The Finishing TouchThe surface finish also is an essential factor, as it affects the unit’s appearance, which is especially important for a high-traffic commercial sink. When the exterior of the sink becomes part of the visual landscape, such as an exposed kitchen or high-end establishment, it is wise to choose a surface finish that is hand-blended to a uniform lustrous satin finish.
A satin finish not only hides weld, burn and grind marks from the manufacturing process, it also provides superior protection from scratches during use and blends them together for a clean, smooth look. If the appearance of the sink is not an issue, a prefinished surface also is an option. A prefinished surface will not conceal scratches like a satin finish.

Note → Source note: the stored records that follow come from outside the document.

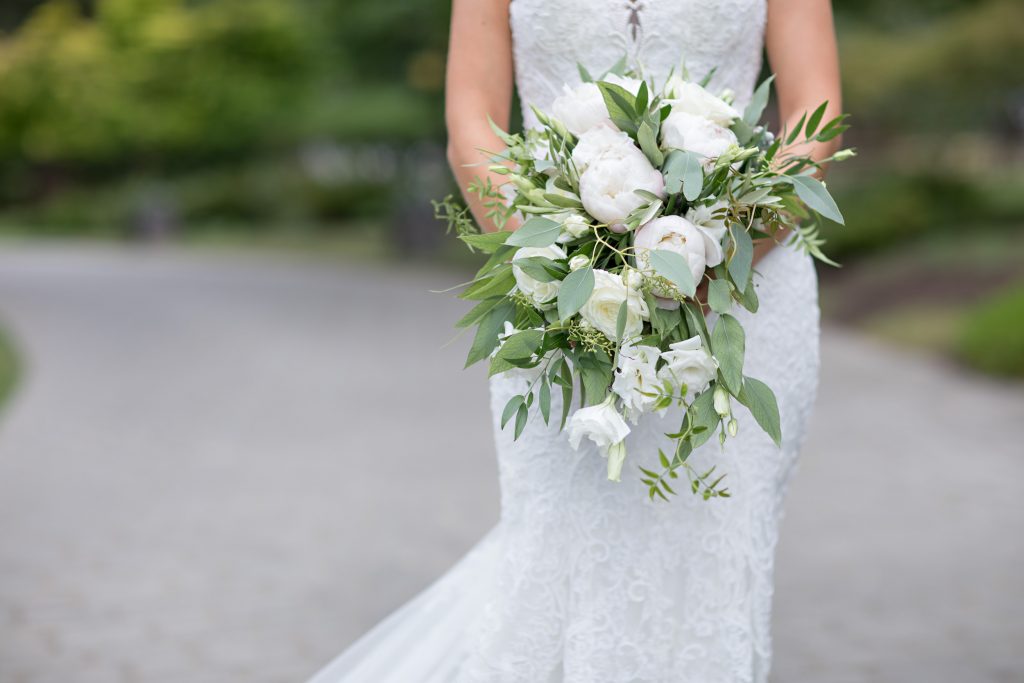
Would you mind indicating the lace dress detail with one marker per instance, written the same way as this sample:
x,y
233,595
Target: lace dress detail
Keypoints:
x,y
585,581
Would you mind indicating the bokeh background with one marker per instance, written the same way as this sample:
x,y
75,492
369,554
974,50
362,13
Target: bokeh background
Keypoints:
x,y
212,210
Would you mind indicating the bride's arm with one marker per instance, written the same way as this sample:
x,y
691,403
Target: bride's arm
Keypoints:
x,y
478,84
801,43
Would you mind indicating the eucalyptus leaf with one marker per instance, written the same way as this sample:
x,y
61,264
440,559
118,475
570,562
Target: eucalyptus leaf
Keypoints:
x,y
813,193
728,345
537,231
719,296
486,334
741,259
673,267
760,399
574,292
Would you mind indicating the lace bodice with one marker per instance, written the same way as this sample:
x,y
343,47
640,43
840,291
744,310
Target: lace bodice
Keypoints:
x,y
551,37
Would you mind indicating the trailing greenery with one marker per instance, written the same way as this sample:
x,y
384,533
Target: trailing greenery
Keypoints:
x,y
991,337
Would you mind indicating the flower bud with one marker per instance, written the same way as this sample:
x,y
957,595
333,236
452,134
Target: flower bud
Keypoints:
x,y
579,261
722,403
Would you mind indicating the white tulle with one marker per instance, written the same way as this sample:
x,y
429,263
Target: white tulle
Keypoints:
x,y
585,581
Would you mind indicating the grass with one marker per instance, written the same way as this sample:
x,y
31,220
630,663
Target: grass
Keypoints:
x,y
9,368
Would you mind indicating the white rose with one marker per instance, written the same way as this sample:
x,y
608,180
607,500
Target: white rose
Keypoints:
x,y
573,226
673,233
697,134
599,143
689,365
601,309
579,261
607,188
582,109
691,98
713,229
604,426
543,294
636,377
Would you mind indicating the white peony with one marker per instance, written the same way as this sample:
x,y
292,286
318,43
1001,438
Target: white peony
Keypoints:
x,y
582,109
692,98
697,134
713,229
604,426
601,309
543,294
636,377
688,365
607,188
600,143
673,233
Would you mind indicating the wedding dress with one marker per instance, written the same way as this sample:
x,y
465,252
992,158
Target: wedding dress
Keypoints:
x,y
587,581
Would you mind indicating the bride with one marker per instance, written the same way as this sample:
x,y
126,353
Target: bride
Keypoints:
x,y
584,581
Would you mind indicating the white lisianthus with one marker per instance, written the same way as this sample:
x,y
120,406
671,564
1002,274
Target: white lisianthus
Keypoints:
x,y
688,365
605,427
692,98
543,294
579,261
573,226
697,134
636,377
601,309
607,187
673,233
713,229
582,109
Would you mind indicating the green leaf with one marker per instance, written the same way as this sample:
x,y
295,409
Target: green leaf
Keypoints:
x,y
536,232
749,298
541,268
497,284
728,345
621,321
574,292
752,115
520,345
648,143
741,259
719,296
702,416
796,129
683,171
545,399
673,267
486,334
813,193
621,104
520,420
478,311
812,123
760,399
510,409
485,242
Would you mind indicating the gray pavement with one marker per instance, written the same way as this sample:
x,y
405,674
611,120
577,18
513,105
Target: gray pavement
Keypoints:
x,y
223,469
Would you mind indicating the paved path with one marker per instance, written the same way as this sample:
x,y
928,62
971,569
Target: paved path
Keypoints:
x,y
212,473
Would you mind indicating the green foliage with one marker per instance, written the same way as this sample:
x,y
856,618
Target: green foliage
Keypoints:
x,y
992,337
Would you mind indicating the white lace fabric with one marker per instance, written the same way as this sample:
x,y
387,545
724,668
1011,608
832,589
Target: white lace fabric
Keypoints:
x,y
587,581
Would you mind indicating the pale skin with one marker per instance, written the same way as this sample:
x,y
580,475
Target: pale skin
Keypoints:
x,y
799,38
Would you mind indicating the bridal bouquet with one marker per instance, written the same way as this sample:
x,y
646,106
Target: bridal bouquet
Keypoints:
x,y
640,208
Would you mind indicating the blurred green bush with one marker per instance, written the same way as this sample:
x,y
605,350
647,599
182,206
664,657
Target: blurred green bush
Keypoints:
x,y
992,336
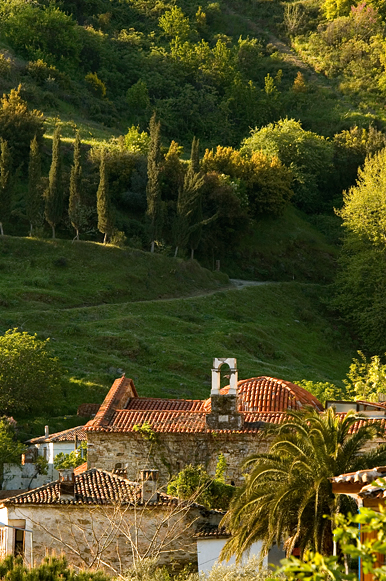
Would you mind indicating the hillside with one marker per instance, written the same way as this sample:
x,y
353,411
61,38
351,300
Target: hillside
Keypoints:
x,y
108,310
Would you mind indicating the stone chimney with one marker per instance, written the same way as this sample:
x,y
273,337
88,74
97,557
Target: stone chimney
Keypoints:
x,y
149,481
224,414
66,484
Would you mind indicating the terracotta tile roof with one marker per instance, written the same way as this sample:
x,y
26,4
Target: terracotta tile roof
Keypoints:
x,y
269,394
212,531
154,404
261,399
86,410
120,393
177,421
361,476
65,436
91,487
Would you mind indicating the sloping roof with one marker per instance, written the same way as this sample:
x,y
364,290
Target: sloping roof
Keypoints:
x,y
65,436
261,399
360,476
86,410
91,487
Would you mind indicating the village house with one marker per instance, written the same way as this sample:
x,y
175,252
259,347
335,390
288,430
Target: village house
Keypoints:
x,y
129,432
101,520
28,474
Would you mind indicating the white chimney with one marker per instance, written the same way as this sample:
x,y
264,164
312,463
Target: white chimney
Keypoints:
x,y
66,484
149,480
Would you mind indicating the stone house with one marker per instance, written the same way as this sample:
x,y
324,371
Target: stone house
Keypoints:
x,y
100,520
130,432
27,475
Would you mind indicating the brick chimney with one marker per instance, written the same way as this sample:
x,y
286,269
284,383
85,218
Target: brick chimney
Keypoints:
x,y
66,484
224,413
149,481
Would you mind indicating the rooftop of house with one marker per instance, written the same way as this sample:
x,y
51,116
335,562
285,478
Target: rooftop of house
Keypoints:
x,y
90,487
70,435
369,483
260,400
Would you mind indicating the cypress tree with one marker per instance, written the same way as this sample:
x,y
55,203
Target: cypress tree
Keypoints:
x,y
105,214
189,218
153,188
5,183
197,215
75,206
34,193
54,193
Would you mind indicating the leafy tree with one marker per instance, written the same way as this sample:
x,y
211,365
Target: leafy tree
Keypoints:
x,y
30,377
366,379
174,23
287,492
324,390
364,209
35,30
73,459
10,448
34,210
195,482
153,188
5,184
19,125
351,147
76,210
360,536
104,209
54,193
308,155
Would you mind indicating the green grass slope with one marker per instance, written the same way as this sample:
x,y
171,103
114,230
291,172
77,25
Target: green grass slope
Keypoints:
x,y
160,320
38,274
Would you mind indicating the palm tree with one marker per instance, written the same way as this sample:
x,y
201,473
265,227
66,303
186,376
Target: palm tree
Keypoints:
x,y
287,493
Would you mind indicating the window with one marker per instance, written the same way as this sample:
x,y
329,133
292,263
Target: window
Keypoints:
x,y
19,543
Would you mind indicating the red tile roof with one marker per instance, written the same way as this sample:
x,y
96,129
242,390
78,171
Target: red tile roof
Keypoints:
x,y
86,410
360,476
261,399
91,487
65,436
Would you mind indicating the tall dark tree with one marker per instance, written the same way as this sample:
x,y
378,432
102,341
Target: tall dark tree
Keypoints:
x,y
153,188
104,209
188,196
197,214
5,184
75,206
54,193
34,193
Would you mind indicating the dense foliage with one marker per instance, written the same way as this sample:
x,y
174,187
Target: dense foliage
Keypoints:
x,y
287,492
30,377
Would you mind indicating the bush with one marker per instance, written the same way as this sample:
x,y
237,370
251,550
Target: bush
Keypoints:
x,y
30,377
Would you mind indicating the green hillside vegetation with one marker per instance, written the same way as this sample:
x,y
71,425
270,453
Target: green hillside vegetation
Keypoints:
x,y
281,329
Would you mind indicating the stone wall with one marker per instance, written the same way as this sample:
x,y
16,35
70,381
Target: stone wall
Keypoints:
x,y
98,537
169,453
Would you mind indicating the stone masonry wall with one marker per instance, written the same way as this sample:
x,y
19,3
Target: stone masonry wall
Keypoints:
x,y
171,452
97,537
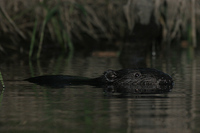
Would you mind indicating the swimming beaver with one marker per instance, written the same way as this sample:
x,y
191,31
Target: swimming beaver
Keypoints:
x,y
123,80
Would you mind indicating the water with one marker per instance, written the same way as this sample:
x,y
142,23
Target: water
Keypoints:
x,y
26,107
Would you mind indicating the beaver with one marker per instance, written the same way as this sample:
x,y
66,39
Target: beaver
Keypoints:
x,y
120,80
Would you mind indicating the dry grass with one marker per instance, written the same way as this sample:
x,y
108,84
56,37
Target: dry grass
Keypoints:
x,y
67,21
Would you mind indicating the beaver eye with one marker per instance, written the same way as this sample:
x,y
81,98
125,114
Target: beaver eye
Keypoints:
x,y
137,75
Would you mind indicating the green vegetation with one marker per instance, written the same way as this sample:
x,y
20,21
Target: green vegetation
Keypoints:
x,y
64,24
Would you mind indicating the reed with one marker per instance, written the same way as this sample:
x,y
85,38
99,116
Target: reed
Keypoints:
x,y
66,22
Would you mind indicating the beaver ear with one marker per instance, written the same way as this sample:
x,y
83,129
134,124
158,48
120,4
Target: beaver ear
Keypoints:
x,y
110,75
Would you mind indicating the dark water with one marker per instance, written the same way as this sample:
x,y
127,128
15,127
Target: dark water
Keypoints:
x,y
26,107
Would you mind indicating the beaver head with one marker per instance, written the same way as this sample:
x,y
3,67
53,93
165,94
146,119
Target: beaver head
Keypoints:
x,y
144,76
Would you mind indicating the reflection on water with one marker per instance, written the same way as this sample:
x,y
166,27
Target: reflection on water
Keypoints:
x,y
27,107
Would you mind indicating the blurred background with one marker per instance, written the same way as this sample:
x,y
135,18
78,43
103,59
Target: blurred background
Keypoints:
x,y
85,38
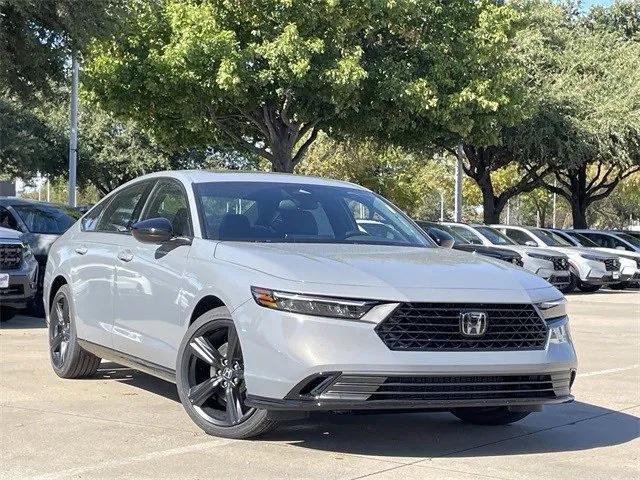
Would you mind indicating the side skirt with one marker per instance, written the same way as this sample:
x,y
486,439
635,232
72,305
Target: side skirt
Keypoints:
x,y
129,360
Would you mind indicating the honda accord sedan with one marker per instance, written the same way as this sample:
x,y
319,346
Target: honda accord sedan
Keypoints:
x,y
263,297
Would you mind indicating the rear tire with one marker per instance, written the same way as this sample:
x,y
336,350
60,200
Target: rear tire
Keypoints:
x,y
210,379
488,415
68,358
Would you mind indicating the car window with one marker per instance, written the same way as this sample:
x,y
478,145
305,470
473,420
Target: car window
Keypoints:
x,y
467,234
518,236
630,239
7,220
495,236
301,213
603,240
124,209
550,238
90,220
46,219
169,201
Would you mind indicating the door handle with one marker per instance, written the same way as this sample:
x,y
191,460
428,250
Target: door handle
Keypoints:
x,y
125,255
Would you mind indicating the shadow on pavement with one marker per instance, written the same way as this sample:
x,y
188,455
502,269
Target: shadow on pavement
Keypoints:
x,y
23,321
563,428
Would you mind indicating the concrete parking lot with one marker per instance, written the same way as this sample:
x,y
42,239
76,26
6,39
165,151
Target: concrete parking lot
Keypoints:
x,y
125,424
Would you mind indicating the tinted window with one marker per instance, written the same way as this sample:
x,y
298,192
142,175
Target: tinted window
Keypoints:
x,y
467,234
169,201
495,236
518,236
90,220
46,218
630,239
124,209
551,238
287,212
7,220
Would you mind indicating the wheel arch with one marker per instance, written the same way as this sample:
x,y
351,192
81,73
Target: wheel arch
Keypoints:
x,y
206,303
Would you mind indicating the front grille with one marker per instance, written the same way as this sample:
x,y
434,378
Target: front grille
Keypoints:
x,y
517,261
12,290
437,327
557,281
612,264
439,388
10,256
560,263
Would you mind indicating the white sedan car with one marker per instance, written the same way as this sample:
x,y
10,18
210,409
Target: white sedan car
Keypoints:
x,y
261,297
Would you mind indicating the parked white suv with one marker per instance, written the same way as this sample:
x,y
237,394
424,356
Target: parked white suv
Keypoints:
x,y
589,270
264,297
551,265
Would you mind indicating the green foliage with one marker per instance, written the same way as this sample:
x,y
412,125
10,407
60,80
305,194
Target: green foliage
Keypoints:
x,y
36,38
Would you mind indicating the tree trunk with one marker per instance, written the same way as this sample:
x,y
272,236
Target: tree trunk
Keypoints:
x,y
578,198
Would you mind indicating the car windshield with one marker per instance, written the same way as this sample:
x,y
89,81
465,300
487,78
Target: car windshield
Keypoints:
x,y
301,213
629,238
550,238
46,219
495,236
582,240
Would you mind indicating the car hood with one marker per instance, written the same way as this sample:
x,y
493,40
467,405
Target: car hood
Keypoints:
x,y
379,266
8,234
40,243
485,250
577,251
616,252
524,249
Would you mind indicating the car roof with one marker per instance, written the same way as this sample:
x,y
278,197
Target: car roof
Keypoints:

In addition to specifying a sink that has superior surface, sound, strength, shape and size, specifiers should keep in mind features such as ease of installation, any backsplash needs and what type of corner and rim design are required for the application. In terms of installation, engineers should check that the manufacturer can provide full support legs or wall hanger and support brackets, depending on the type of commercial sink installation.
When choosing what type of sink corners or rim to recommend, it’s important to associate the corner radius and rim design with the sink’s functionality. For example, a slight radius corner may be easier to clean, whereas a zero-radius corner can provide added capacity for cleaning larger items. Engineers will want to use manufacturers who can provide the depth and breadth of product offering needed to support all types of commercial specifying needs.
In specifying the sink, the engineer also will need to consider the type of commercial faucet that will be utilized. The faucet mounting holes are generally pre-determined and punched out at the sink supplier. The ability to punch these holes out at the jobsite is very difficult and should be avoided at all cost. In general, faucets will be mounted in one of the following configurations for commercial kitchen sinks:
· Wall mounted in 4- or 8-inch centers;
· Exposed deck with 8-inch centers;
· Concealed deck with single hole or 8-inch centers.
Once the faucet mounting configuration is established, the engineer also will need to specify the appropriate commercial faucet style. A wide variety of designs are available from an assortment of suppliers. Some sink suppliers also will have a line of faucets that are designed to incorporate with their sinks and may come in a bundled offering, which can reduce some of the details involved in developing the project specifications.
Custom DesignsSome manufacturers offer custom-made designs that meet every unique commercial and institutional requirement. These sinks are made to order for the ideal height, width, length and flexibility for specific applications that standard catalog items simply will not satisfy. A customized sink option is ideal for engineers working with a distinctive kitchen style or a space that has a unique layout.
Engineers also should take into consideration ADA requirements when specifying commercial sinks. Most manufacturers offer ADA-compliant products that not only make life easier for people with disabilities, but also allow restaurants and other facilities to meet the requirements of federal law. These sinks are designed to comply with the specific federal guidelines, such as the height, depth and location of sinks and faucets.